Mephisto, der alte Tunichtgut, schafft es also nur deshalb zu Faust vorzudringen, weil das Pentagramm auf seiner Türschwelle nicht ordentlich gezeichnet ist. Dieses Beispiel zeigt nur zu deutlich, welchen Stellenwert das Pentagramm in der rituellen Magie schon immer gehabt hat.

 

Wie schon die alten Griechen interpretierten mittelalterliche neupythagoräische Ritualmagiere das Pentagramm als Abbild des erwachten Menschen, der in seiner Ganzheit ein kleines Universum (Mikrokosmos) verkörpern soll. Sie verkündeten, dass das aufrechte Pentagramm die Form eines Menschen symbolisiert, wenn der Mensch die Arme und die Beine ausstreckt.

 

Tycho Brahe veröffentlichte in seinem Werk Calendarium Naturale Magicum Perpetuum (1582) eine anschauliche Dastellung davon. Er war zudem der erste, der um die Figur eine Erweiterung des Tetragrammaton JHVH gruppierte. Er fügte dem vierbuchstabigen Namen Gottes den hebräischen Buchstaben Shin hinzu und bildete flugs das Pentagrammaton JHSHVH (Jeheshua) daraus.

 

Pentagramm nach Agrippa von Nettesheim - De occulta occulta philosophia, 1510

Speziell von dieser Form des Pentagramms waren christliche Kabbalisten und Rosenkreuzer, die mittels der jüdischen Kabbala die Göttlichkeit Jesu zu beweisen versuchten um damit verstockte jüdische Kabbalisten zu bekehren, äusserst angetan. Sie versuchten nun fürderhin analog dieser Buchstabenspekulation immer wieder zu belegen, dass der heilige Geist den Menschen Jesu bewohnt und beide zusammen den Christus bilden, Aaaamen...!

 

Heinrich Cornelius Agrippa von Nettesheim veröffentlichte nachfolgend ein ähnliches Pentagramm wie Brahe. (Siehe links)
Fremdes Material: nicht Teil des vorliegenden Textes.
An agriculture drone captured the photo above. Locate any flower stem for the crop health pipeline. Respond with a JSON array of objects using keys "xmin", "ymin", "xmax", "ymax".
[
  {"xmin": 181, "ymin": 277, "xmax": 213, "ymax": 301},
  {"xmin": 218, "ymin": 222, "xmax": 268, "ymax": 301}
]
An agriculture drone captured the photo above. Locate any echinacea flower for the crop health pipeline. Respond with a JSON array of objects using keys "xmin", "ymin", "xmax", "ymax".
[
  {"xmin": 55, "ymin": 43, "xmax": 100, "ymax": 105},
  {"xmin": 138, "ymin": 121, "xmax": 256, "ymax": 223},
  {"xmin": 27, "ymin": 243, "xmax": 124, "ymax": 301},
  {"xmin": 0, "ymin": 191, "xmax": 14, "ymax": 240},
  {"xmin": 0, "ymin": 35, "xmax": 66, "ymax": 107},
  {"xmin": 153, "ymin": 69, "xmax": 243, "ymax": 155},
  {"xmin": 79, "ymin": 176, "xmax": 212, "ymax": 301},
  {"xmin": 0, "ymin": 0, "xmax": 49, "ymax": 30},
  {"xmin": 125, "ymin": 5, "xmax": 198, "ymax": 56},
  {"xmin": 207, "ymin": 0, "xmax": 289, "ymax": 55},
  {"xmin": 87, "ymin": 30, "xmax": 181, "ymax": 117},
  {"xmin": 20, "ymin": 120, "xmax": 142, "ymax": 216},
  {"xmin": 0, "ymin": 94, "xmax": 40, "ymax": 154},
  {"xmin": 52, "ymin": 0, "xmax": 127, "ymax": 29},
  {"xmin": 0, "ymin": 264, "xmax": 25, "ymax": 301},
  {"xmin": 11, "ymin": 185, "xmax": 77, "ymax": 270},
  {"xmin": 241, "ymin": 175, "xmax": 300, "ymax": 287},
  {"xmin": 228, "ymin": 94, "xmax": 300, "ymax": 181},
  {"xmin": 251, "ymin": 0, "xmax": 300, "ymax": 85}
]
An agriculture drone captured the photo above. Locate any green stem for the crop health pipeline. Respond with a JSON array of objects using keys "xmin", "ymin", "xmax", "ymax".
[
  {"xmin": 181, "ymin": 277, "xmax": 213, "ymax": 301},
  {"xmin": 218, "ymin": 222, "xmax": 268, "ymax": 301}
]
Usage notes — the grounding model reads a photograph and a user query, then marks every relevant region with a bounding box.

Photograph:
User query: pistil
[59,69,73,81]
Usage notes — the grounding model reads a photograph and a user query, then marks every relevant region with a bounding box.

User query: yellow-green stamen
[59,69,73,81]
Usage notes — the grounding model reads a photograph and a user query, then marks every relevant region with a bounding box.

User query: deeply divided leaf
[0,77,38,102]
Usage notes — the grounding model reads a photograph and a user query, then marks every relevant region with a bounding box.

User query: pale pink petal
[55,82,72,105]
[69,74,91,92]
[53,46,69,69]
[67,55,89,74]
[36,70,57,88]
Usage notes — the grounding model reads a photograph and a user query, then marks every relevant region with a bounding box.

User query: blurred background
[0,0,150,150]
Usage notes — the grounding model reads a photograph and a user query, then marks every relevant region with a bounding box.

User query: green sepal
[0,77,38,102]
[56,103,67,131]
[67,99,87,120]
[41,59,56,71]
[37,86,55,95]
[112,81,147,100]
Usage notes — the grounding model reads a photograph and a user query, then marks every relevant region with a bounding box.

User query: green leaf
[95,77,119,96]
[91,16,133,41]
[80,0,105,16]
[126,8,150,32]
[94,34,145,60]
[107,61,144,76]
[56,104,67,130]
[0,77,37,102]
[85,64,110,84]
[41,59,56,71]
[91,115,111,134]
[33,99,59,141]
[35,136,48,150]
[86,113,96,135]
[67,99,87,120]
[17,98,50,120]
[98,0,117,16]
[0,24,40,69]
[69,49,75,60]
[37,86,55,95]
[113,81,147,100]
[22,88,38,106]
Statt der hebräischen Buchstaben fügte er fünf Planeten um die Figur hinzu, mit dem Mond im Zentrum. Andere Illustrationen aus der Zeit von Robert Fludd und Leonardo da Vinci weisen auf die geometrische Wechselwirkung von Mensch und Universum hin.

 

Das Pentagramm war in der Renaissance und der Nachfolgezeit das bevorzugte Emblem um esoterischen Schmuck, Orden, Amulette und anderen okkulten Tand zu verzieren. Es war mit den fünf Wunden Christi verbunden und da es als ununterbrochene Linie gezeichnet werden konnte, versinnbildlichte es zudem das Alpha und Omega, den Anfang und das Ende allen Seins.

 

In der gegenwärtigen magischen Praxis hat dieser schmucke Stern vornehmlich bei diversen Pentagrammritualen Verwendung gefunden.